De opzegtermijn voor het deel dat betrekking heeft op de periode voor 2014 verschilt voor arbeiders en bedienden. ‘Binnen de groep van de arbeiders zijn er ook verschillen afhankelijk van de sector en bij de bedienden afhankelijk van het inkomen’, zegt Emma De Clercq, advocaat bij Loyens & Loeff. Het tweede deel vanaf 2014 wordt berekend op basis van uniforme opzegtermijnen. Deze zijn voor een ontslag door de werkgever aanzienlijk langer dan die bij een ontslag door een werknemer. Zo is de opzegtermijn bijvoorbeeld 18 weken voor werknemers die vijf jaar in dienst zijn en 33 weken voor wie tien jaar ergens werkt.

‘Deze regels blijven hetzelfde, maar de wetgeving is wel verhelderd. Tot nu toe was er onenigheid over het lot van arbeidsovereenkomsten van hogere bedienden die voor 1 januari 2014 begonnen en waarin een opzeggingsclausule was opgenomen. Daarin kunnen opzegtermijnen zijn vastgesteld die gunstiger of ongunstiger zijn dan de wettelijke’, zegt De Clercq. ‘De nieuwe wetgeving bepaalt nu expliciet dat er met dergelijke opzeggingsclausules in het arbeidscontract rekening moet worden gehouden.’

Aniënniteit

De duur van de opzegtermijn wordt mede bepaald door de anciënniteit, oftewel de lengte van de dienstbetrekking bij een werkgever. ‘De anciënniteit start in theorie vanaf het moment dat de arbeidsovereenkomst ingaat, maar het kan ook zo zijn dat een werknemer anciënniteit meeneemt van een vorige werkgever. Deze periode telt dan mee in de berekening’, aldus De Clercq.
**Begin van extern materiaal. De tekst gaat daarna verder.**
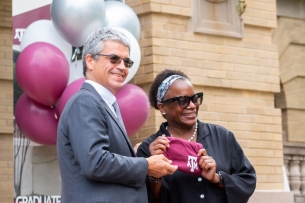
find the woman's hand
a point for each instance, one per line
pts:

De anciënniteit wordt in principe expliciet vermeld in de arbeidsovereenkomst. ‘Werknemers proberen soms rechten te ontlenen aan een loonstrook waarop anciënniteit staat vermeld. Dat kan soms voor discussie zorgen’, stelt Van Mellaert. Een eerdere periode als uitzendkracht bij de werkgever kan onder bepaalde voorwaarden meetellen.

Afspraak

De wettelijke regels stellen de opzegtermijn vast, maar er kan van worden afgeweken. ‘Een kortere opzegtermijn is volledig toegestaan als de werkgever en de werknemer hierover overeenstemming bereiken na het geven van de opzeg’, verklaart De Clercq.

Het komt ook voor dat een werknemer na ontslag door de werkgever niet meer hoeft te verschijnen. Dit wordt ‘garden leave’ genoemd, waarbij de werknemer gedurende de opzegtermijn in zijn figuurlijke tuin kan werken terwijl hij zijn salaris behoudt.